I haven't seen this happening in my concert-going experiences, world-class soloists could be a bit ahead (if they are really good) but he/she only needs to cue the conductor or the orchestra to catch up (by looking at them). In opera, there are difficult sections in which the singer could be a bit behind but a world-class orchestra can adjust for that.

It's definitely audible if you are a veteran listener and are familiar with the work and have an internal beat in your mind. It's important to listen to high-quality recordings in which the rapport is almost perfect to understand how intuitive that feels like. You also have to pay close attention to what's going on (it's very important) but you have to feel the beats first.

I am aware that the Chopin competition winner Yundi Li made a blunder in South Korea when playing Chopin's 1st Concerto and they had to restart the entire thing. It was a disaster but I think this is extremely rare.


----------



## Heck148 (Oct 27, 2016)

This happens at times, esp with Broadway shows, or opera excerpt programs....
"Follow the soloist," is the prime directive....if he/she skips 2 measures, or leaves out lines, then everybody must adjust....the conductor is responsible, but often the musicians will fix it themselves...but you "go with the stick"....if you still have 2 measures to go before entering, and the conductor gives you a definite (frantic!! lol!!) cue, then you come in, regardless of your count..."follow the soloist".
Years ago, i wad playing the traveling production of "1776"....the lead playing John Adams, didn't read music, he learned everything by rote....measures and beats of rest were most interesting!! It varied every performance....we eventually set up a betting pool on our favorite rest spot - how many beats will it be tonight?? Usually averaged between 4 -7, but sometimes only 2 or 3, and occasionally 8 or 9...we would just watch the conductor for the cue, he was on it...


----------



## mbhaub (Dec 2, 2016)

This happens and woe to the conductor who is unable to fix it...and do it without notice or making it worse. As it so happened, in last year's aborted season I participated in two concerts where the soloist - both pianists - messed up big time. The first was in the Rachmaninoff 2nd concerto. The conductor - an absolute virtuoso with the stick and having years of experience in the opera pit - very cleanly stopped the orchestra, let the pianist get it together and then skillfully brought the orchestra in at the next tutti. Only people who really knew the concerto well would have noticed much of a problem, although for orchestra players it sure raises your blood pressure. In the finale, a bassoonist (not me!) missed an entrance. The clarinets decided to go with the bassoon rather than the conductor and the rest of the orchestra - big mistake. But maestro worked magic and knowing the score quite well was able to cue sections and get it back together soon.

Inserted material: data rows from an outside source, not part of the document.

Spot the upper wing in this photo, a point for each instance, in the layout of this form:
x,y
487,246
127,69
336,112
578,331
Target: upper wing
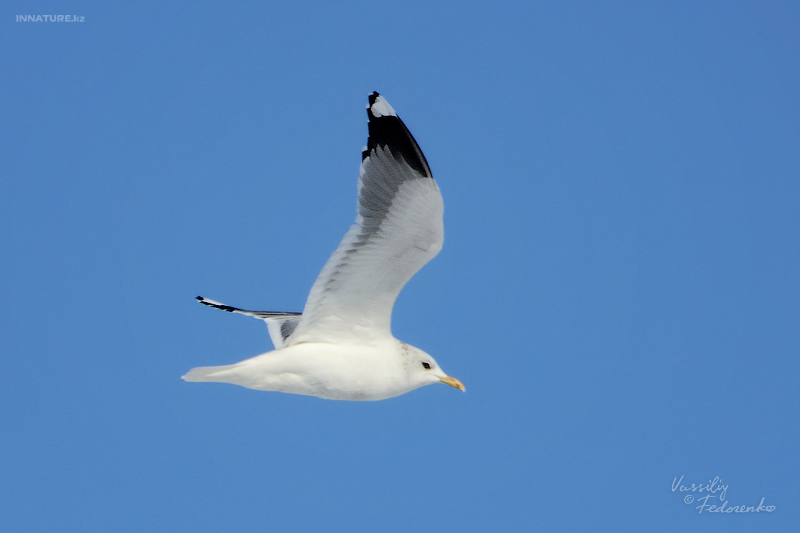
x,y
280,325
398,229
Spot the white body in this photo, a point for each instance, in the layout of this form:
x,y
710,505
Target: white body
x,y
341,346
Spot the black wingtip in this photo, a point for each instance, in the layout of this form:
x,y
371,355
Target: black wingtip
x,y
386,129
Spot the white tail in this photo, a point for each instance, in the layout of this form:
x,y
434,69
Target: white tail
x,y
206,373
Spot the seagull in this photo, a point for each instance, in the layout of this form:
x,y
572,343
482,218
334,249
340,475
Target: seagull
x,y
341,346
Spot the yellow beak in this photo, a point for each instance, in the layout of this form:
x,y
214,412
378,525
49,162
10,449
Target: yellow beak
x,y
453,382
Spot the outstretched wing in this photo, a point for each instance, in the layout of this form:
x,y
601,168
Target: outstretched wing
x,y
279,325
398,229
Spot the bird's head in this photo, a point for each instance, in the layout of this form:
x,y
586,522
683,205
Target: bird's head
x,y
424,370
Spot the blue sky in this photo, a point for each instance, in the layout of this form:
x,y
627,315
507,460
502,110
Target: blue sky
x,y
618,289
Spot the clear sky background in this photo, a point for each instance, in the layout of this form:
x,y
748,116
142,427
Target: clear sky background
x,y
619,288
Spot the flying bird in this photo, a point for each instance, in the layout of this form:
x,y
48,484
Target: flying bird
x,y
341,346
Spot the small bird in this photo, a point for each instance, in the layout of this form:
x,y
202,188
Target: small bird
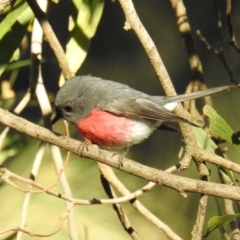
x,y
112,114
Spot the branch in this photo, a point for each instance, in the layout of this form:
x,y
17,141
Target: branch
x,y
51,38
181,184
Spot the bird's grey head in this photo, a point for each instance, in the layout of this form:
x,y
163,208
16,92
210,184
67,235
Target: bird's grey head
x,y
71,103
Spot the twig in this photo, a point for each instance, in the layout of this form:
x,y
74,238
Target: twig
x,y
111,177
233,41
178,183
51,38
219,53
117,207
185,31
198,226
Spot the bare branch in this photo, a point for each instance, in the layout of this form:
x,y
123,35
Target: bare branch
x,y
51,38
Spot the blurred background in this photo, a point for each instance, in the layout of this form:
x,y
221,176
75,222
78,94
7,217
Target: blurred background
x,y
117,55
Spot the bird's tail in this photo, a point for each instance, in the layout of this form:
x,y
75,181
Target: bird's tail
x,y
199,94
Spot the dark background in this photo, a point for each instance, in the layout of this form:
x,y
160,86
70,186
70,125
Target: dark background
x,y
116,54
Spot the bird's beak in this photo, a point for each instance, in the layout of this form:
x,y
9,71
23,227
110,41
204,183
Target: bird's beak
x,y
56,118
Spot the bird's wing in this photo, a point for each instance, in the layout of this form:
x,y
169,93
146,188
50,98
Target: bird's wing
x,y
142,108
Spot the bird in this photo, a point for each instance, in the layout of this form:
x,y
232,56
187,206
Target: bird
x,y
114,115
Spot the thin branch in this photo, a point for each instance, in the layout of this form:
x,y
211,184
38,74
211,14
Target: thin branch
x,y
178,183
198,226
111,177
117,207
185,31
233,41
51,38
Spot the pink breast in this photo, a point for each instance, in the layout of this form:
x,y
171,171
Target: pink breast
x,y
105,129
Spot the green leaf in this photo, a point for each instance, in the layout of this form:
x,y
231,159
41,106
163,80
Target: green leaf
x,y
84,20
218,221
219,127
13,27
204,141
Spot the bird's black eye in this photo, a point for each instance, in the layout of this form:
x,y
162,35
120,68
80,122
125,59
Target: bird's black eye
x,y
67,108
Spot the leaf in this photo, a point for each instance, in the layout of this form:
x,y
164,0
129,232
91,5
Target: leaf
x,y
219,127
218,221
83,22
13,27
203,140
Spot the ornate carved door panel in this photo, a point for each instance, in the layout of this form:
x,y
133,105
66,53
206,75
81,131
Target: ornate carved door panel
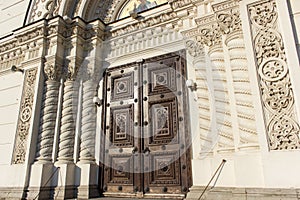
x,y
146,147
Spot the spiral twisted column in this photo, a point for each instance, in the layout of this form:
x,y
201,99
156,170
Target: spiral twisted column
x,y
67,132
48,121
203,99
222,102
88,124
242,91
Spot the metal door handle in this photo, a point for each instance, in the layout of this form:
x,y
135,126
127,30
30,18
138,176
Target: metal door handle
x,y
146,150
135,149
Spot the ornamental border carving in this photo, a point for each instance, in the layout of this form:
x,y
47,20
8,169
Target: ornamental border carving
x,y
25,115
275,84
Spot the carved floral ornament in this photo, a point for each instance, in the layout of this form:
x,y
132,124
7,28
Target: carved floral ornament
x,y
24,117
51,71
276,89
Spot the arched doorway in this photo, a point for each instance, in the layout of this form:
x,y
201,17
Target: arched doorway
x,y
146,147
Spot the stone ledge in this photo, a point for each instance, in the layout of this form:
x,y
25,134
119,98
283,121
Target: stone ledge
x,y
232,193
12,193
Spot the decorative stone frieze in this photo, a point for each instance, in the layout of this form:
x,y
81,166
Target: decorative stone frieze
x,y
194,48
44,9
175,4
25,116
275,84
148,22
141,40
22,46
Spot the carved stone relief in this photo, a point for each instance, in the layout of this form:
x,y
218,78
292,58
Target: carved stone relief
x,y
275,84
24,117
44,9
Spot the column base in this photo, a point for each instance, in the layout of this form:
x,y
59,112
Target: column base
x,y
41,181
65,181
88,184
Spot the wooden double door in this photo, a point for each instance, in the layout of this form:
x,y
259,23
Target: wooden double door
x,y
146,133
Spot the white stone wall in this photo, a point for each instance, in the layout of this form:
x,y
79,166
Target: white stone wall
x,y
12,14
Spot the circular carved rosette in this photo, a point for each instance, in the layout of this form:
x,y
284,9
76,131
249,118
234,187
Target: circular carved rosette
x,y
273,69
26,114
284,133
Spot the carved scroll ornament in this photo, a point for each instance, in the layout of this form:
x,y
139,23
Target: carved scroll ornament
x,y
276,87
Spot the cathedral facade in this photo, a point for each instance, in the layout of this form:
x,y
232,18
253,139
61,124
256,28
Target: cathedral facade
x,y
165,99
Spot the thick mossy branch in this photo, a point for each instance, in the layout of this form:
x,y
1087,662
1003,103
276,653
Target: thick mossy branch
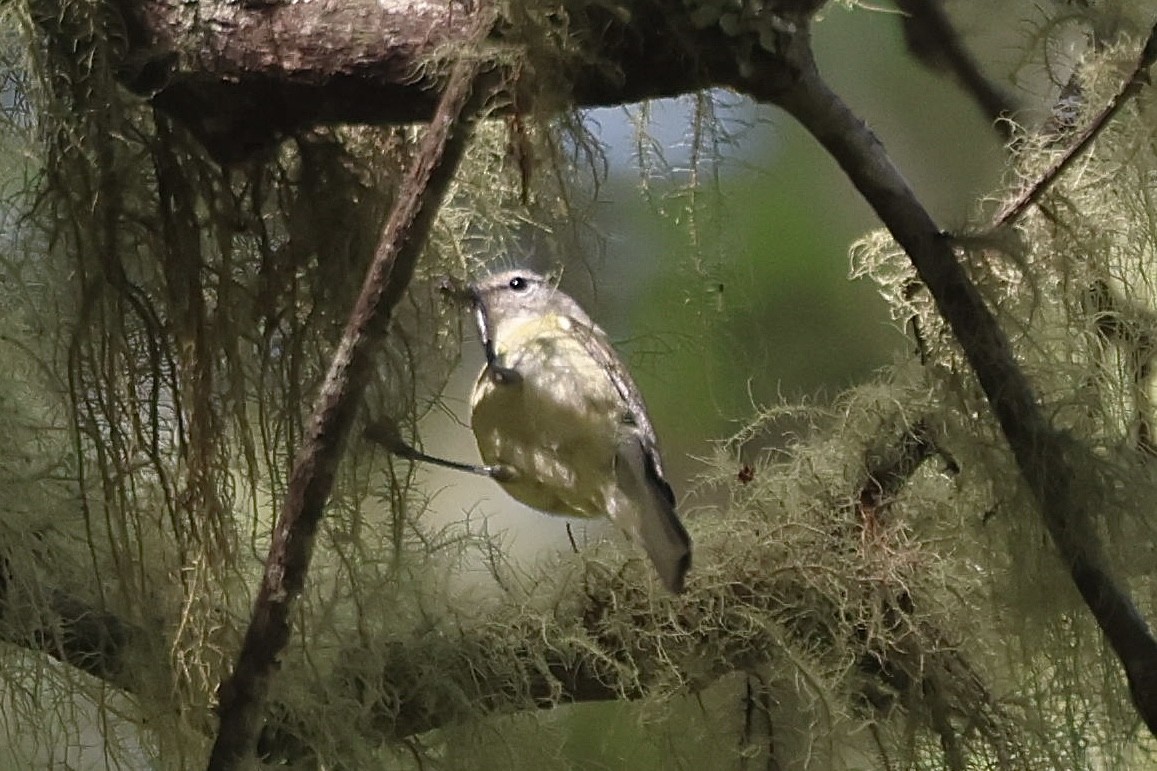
x,y
1047,459
310,484
242,75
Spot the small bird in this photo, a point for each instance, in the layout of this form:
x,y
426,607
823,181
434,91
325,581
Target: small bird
x,y
560,423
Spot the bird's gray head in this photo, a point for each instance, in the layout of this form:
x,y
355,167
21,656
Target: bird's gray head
x,y
521,293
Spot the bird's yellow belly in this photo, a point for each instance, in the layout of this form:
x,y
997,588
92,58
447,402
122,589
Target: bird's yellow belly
x,y
554,426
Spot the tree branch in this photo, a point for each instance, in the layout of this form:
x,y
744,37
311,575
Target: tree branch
x,y
243,75
933,38
1043,454
242,696
1012,210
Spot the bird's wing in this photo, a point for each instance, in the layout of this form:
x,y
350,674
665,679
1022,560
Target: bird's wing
x,y
639,470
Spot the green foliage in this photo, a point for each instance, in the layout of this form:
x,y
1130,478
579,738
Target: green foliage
x,y
871,587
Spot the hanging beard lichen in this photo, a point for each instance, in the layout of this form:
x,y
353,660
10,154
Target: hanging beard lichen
x,y
877,595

Then there was the Tchaikovsky concerto no 1 conducted by a conductor who despite his degree is essentially incompetent. He never bothered to learn the music. Listening to recordings is NOT score study. Every junction when the pianist stops and it's supposed to dovetail to the orchestra was managed wrong.The first two movements were abysmal, only to be worsened in the finale. From the start it was not together. At some point the orchestra just collectively stopped watching and used our earsand eyes to follow the pianist and finish. If there's any good thing about this Covid-19 epidemic it's that this conductor is now unemployed!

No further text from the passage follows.